Stop rowing in circles. Start sailing your own course.
You have the career, the success, the lifestyle.
So why do you feel like you’re losing a battle you never signed up for?
Why does every “win” leave you emptier than before?
You’re suffering from Hals.
In nautical terms, hals means sailing close-hauled—beating against the wind. It’s exhausting, necessary, and temporary.
But in our world, hals has become permanent.
We confuse effort with virtue. Speed with direction.
We row with fury—but forget where we’re going.
In Pause to Move Forward, philosopher Maik Nikowski offers a radical antidote: Stop.
Not to relax.
To rebel.
Bridging the fierce individualism of Friedrich Nietzsche and the gentle presence of Thích Nhất Hạnh, Nikowski introduces a new archetype for our age:
The Compassionate Overman.
This is not a book about “chilling out.”
It’s a manifesto for Purity of the Deck—the foundational act of true freedom.
Inside, you’ll discover:
- Hals Sickness: Why your exhaustion isn’t a personal failure—but a cultural disease.

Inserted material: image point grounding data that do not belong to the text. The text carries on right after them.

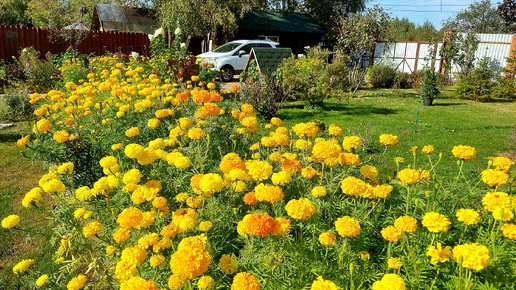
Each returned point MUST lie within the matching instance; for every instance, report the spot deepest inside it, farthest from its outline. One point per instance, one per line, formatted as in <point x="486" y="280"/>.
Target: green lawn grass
<point x="449" y="122"/>
<point x="17" y="176"/>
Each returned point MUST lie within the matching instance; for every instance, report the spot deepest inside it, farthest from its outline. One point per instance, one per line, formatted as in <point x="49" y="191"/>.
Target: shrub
<point x="15" y="106"/>
<point x="381" y="76"/>
<point x="312" y="79"/>
<point x="430" y="89"/>
<point x="504" y="89"/>
<point x="477" y="86"/>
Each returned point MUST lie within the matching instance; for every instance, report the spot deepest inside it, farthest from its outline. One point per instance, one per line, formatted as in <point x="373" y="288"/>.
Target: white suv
<point x="231" y="57"/>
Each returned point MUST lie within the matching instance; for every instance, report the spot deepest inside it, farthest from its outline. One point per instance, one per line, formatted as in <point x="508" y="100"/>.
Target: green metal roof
<point x="280" y="21"/>
<point x="268" y="59"/>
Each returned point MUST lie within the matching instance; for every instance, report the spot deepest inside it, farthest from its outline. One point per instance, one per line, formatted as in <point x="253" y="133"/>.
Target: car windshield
<point x="227" y="47"/>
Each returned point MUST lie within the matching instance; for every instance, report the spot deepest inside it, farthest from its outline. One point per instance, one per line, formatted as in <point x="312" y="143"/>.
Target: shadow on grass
<point x="342" y="108"/>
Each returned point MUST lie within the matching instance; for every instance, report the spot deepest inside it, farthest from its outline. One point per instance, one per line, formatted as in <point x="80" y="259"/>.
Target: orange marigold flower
<point x="244" y="280"/>
<point x="347" y="226"/>
<point x="300" y="209"/>
<point x="435" y="222"/>
<point x="464" y="152"/>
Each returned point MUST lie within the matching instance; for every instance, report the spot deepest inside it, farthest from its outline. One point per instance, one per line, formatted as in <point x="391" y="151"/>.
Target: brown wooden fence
<point x="15" y="38"/>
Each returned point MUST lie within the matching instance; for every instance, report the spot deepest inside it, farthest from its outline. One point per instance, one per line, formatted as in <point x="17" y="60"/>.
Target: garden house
<point x="290" y="29"/>
<point x="107" y="17"/>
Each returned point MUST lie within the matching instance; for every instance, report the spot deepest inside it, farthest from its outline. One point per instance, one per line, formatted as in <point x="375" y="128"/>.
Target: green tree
<point x="358" y="35"/>
<point x="479" y="17"/>
<point x="60" y="13"/>
<point x="12" y="12"/>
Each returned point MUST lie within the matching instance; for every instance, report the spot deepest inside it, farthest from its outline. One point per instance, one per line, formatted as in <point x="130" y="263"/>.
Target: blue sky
<point x="418" y="11"/>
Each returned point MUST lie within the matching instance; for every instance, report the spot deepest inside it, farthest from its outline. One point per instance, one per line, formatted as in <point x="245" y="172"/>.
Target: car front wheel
<point x="227" y="73"/>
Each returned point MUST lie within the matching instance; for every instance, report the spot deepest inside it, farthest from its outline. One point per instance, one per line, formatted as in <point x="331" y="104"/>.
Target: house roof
<point x="280" y="21"/>
<point x="267" y="59"/>
<point x="115" y="18"/>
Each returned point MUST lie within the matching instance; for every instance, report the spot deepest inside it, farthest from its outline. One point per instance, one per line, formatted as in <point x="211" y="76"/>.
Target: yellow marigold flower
<point x="308" y="172"/>
<point x="281" y="226"/>
<point x="501" y="163"/>
<point x="268" y="193"/>
<point x="211" y="183"/>
<point x="364" y="255"/>
<point x="406" y="224"/>
<point x="493" y="177"/>
<point x="61" y="136"/>
<point x="394" y="263"/>
<point x="493" y="200"/>
<point x="110" y="250"/>
<point x="428" y="149"/>
<point x="259" y="170"/>
<point x="369" y="171"/>
<point x="194" y="201"/>
<point x="205" y="226"/>
<point x="305" y="129"/>
<point x="319" y="191"/>
<point x="509" y="231"/>
<point x="157" y="260"/>
<point x="382" y="191"/>
<point x="32" y="197"/>
<point x="353" y="186"/>
<point x="347" y="226"/>
<point x="391" y="234"/>
<point x="190" y="262"/>
<point x="196" y="133"/>
<point x="435" y="222"/>
<point x="206" y="282"/>
<point x="474" y="256"/>
<point x="77" y="283"/>
<point x="91" y="229"/>
<point x="130" y="217"/>
<point x="134" y="150"/>
<point x="468" y="216"/>
<point x="409" y="176"/>
<point x="327" y="239"/>
<point x="108" y="161"/>
<point x="228" y="263"/>
<point x="260" y="224"/>
<point x="464" y="152"/>
<point x="321" y="284"/>
<point x="42" y="280"/>
<point x="175" y="282"/>
<point x="439" y="254"/>
<point x="389" y="281"/>
<point x="334" y="130"/>
<point x="244" y="280"/>
<point x="117" y="146"/>
<point x="300" y="209"/>
<point x="10" y="221"/>
<point x="388" y="139"/>
<point x="153" y="123"/>
<point x="138" y="283"/>
<point x="131" y="132"/>
<point x="22" y="266"/>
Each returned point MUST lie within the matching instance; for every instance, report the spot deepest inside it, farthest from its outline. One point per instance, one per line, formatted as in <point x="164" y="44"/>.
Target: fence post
<point x="511" y="65"/>
<point x="442" y="64"/>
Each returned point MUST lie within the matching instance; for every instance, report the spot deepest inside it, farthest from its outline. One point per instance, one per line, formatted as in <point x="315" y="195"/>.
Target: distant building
<point x="290" y="29"/>
<point x="107" y="17"/>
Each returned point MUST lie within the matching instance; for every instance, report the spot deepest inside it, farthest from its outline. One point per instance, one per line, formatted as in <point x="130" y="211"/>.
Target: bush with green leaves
<point x="312" y="79"/>
<point x="430" y="89"/>
<point x="478" y="85"/>
<point x="381" y="76"/>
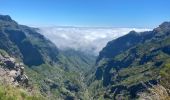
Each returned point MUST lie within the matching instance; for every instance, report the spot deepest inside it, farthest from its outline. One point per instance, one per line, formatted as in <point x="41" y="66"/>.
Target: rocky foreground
<point x="12" y="72"/>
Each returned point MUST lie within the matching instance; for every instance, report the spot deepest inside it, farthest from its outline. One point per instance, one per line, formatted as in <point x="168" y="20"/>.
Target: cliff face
<point x="25" y="43"/>
<point x="129" y="61"/>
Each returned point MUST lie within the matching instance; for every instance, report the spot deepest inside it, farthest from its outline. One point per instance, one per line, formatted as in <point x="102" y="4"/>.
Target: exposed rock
<point x="12" y="72"/>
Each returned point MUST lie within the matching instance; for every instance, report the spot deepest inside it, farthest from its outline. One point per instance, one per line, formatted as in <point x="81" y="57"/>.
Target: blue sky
<point x="91" y="13"/>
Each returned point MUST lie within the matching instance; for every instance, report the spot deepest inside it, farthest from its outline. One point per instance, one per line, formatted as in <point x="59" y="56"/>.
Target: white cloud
<point x="90" y="40"/>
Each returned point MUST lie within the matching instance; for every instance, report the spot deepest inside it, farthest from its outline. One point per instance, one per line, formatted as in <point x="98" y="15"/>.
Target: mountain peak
<point x="5" y="18"/>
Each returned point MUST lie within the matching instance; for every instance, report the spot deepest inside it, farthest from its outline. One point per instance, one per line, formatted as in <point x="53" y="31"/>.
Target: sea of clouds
<point x="88" y="40"/>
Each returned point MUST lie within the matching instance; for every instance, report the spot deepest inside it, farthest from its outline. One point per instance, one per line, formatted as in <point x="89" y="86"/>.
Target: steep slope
<point x="57" y="74"/>
<point x="25" y="43"/>
<point x="130" y="64"/>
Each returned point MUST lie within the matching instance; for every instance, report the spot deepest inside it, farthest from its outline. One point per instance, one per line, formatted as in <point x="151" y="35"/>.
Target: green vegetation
<point x="8" y="92"/>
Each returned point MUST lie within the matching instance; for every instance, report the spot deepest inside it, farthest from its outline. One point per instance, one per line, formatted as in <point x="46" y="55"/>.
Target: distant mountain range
<point x="134" y="62"/>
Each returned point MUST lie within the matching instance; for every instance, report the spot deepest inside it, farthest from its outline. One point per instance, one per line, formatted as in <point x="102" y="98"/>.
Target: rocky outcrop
<point x="12" y="72"/>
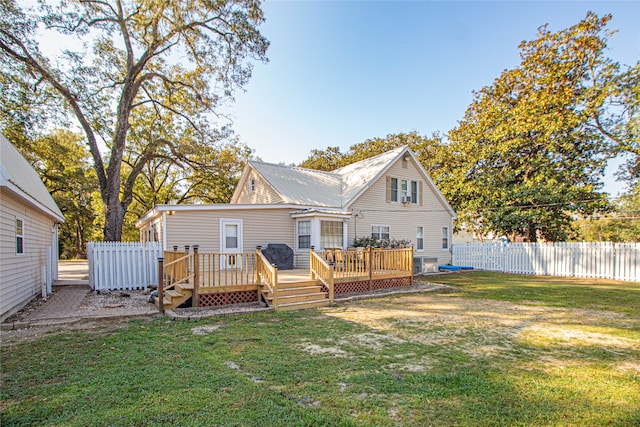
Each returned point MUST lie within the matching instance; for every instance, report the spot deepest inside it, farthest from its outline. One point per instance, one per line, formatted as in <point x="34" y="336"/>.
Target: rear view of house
<point x="29" y="219"/>
<point x="386" y="197"/>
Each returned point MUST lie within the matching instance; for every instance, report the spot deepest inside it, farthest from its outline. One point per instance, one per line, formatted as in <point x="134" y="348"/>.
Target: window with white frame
<point x="19" y="236"/>
<point x="394" y="190"/>
<point x="331" y="234"/>
<point x="403" y="190"/>
<point x="445" y="237"/>
<point x="420" y="238"/>
<point x="380" y="232"/>
<point x="304" y="234"/>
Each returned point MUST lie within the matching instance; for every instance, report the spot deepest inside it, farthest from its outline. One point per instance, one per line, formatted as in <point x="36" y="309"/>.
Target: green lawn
<point x="501" y="350"/>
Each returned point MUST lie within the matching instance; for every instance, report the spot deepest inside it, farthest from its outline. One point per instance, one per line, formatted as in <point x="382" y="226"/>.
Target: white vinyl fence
<point x="603" y="260"/>
<point x="123" y="265"/>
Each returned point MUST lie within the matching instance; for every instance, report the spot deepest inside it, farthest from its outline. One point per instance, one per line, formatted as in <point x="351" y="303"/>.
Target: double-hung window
<point x="380" y="232"/>
<point x="445" y="237"/>
<point x="304" y="234"/>
<point x="420" y="238"/>
<point x="403" y="190"/>
<point x="331" y="234"/>
<point x="19" y="236"/>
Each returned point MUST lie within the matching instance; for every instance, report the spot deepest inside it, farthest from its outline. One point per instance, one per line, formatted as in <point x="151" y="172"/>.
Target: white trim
<point x="448" y="238"/>
<point x="379" y="225"/>
<point x="238" y="222"/>
<point x="27" y="198"/>
<point x="418" y="249"/>
<point x="421" y="170"/>
<point x="298" y="221"/>
<point x="16" y="235"/>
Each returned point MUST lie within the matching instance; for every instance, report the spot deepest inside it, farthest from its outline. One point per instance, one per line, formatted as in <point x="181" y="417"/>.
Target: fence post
<point x="161" y="284"/>
<point x="196" y="277"/>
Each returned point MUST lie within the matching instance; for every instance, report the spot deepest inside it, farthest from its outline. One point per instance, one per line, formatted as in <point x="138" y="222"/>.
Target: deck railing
<point x="370" y="263"/>
<point x="323" y="271"/>
<point x="267" y="274"/>
<point x="219" y="269"/>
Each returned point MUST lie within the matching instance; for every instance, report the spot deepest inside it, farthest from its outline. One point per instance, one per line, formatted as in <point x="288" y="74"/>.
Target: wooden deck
<point x="211" y="279"/>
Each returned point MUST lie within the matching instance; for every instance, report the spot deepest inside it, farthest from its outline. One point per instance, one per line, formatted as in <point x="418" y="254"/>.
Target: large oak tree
<point x="178" y="61"/>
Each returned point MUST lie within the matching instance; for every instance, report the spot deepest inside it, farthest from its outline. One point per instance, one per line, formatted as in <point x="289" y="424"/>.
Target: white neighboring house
<point x="29" y="219"/>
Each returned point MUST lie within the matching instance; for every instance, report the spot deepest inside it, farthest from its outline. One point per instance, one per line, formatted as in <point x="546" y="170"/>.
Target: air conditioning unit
<point x="425" y="265"/>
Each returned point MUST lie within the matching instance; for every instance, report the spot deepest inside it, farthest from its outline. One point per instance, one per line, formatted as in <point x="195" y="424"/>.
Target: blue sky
<point x="342" y="72"/>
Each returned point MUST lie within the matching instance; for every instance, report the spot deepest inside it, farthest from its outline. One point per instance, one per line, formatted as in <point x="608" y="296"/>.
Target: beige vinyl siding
<point x="403" y="219"/>
<point x="259" y="228"/>
<point x="20" y="275"/>
<point x="263" y="194"/>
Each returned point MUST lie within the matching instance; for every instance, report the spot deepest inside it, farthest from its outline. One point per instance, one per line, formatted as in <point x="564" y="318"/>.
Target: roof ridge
<point x="295" y="167"/>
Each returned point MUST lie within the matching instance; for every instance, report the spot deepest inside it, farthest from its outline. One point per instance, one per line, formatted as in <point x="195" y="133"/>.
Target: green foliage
<point x="622" y="224"/>
<point x="366" y="241"/>
<point x="64" y="164"/>
<point x="429" y="150"/>
<point x="126" y="73"/>
<point x="525" y="156"/>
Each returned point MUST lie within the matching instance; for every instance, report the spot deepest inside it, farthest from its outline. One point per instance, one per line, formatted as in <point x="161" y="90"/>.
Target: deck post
<point x="370" y="267"/>
<point x="161" y="284"/>
<point x="196" y="277"/>
<point x="411" y="264"/>
<point x="275" y="286"/>
<point x="186" y="262"/>
<point x="331" y="283"/>
<point x="310" y="266"/>
<point x="258" y="264"/>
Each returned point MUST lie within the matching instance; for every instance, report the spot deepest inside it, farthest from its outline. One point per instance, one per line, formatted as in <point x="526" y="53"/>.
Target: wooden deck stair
<point x="178" y="295"/>
<point x="297" y="295"/>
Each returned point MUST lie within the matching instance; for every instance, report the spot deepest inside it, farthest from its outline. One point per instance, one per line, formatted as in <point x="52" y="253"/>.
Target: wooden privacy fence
<point x="602" y="260"/>
<point x="123" y="265"/>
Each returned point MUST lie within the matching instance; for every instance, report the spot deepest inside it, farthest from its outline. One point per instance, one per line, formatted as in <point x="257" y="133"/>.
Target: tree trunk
<point x="114" y="220"/>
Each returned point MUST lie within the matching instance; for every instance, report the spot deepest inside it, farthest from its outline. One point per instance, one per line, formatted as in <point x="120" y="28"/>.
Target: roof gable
<point x="18" y="176"/>
<point x="301" y="186"/>
<point x="338" y="188"/>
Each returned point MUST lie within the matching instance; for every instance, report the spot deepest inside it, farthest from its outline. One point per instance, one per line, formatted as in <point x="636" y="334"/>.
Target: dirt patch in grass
<point x="478" y="328"/>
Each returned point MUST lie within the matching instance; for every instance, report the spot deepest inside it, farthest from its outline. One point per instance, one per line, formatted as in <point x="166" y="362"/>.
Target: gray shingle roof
<point x="326" y="189"/>
<point x="18" y="176"/>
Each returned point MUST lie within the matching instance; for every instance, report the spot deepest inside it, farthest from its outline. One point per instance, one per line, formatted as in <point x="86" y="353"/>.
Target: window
<point x="331" y="235"/>
<point x="404" y="189"/>
<point x="445" y="237"/>
<point x="394" y="189"/>
<point x="414" y="192"/>
<point x="304" y="234"/>
<point x="19" y="236"/>
<point x="380" y="232"/>
<point x="231" y="236"/>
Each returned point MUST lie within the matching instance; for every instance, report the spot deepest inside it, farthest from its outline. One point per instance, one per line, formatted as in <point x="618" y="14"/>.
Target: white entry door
<point x="231" y="240"/>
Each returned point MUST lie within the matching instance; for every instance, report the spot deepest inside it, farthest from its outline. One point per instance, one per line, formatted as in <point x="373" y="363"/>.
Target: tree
<point x="525" y="156"/>
<point x="429" y="150"/>
<point x="180" y="60"/>
<point x="63" y="163"/>
<point x="622" y="224"/>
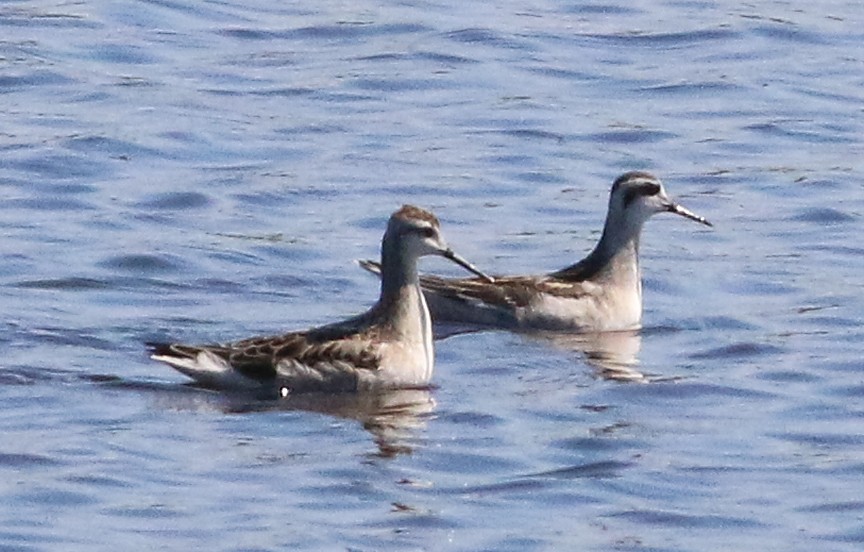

- A Clean Deck: Why caring for your body is the first act of autonomy.
- Amor Fati: How to love your fate—storm or calm—and turn it into fuel.
- Deep Sailing: How to replace frantic productivity with intentional, present action.
You can’t change the wind.
But you can adjust your sails.
You don’t need a new world.
You need a new way of being in the one you already have.
Raise your sails.
Your voyage begins now.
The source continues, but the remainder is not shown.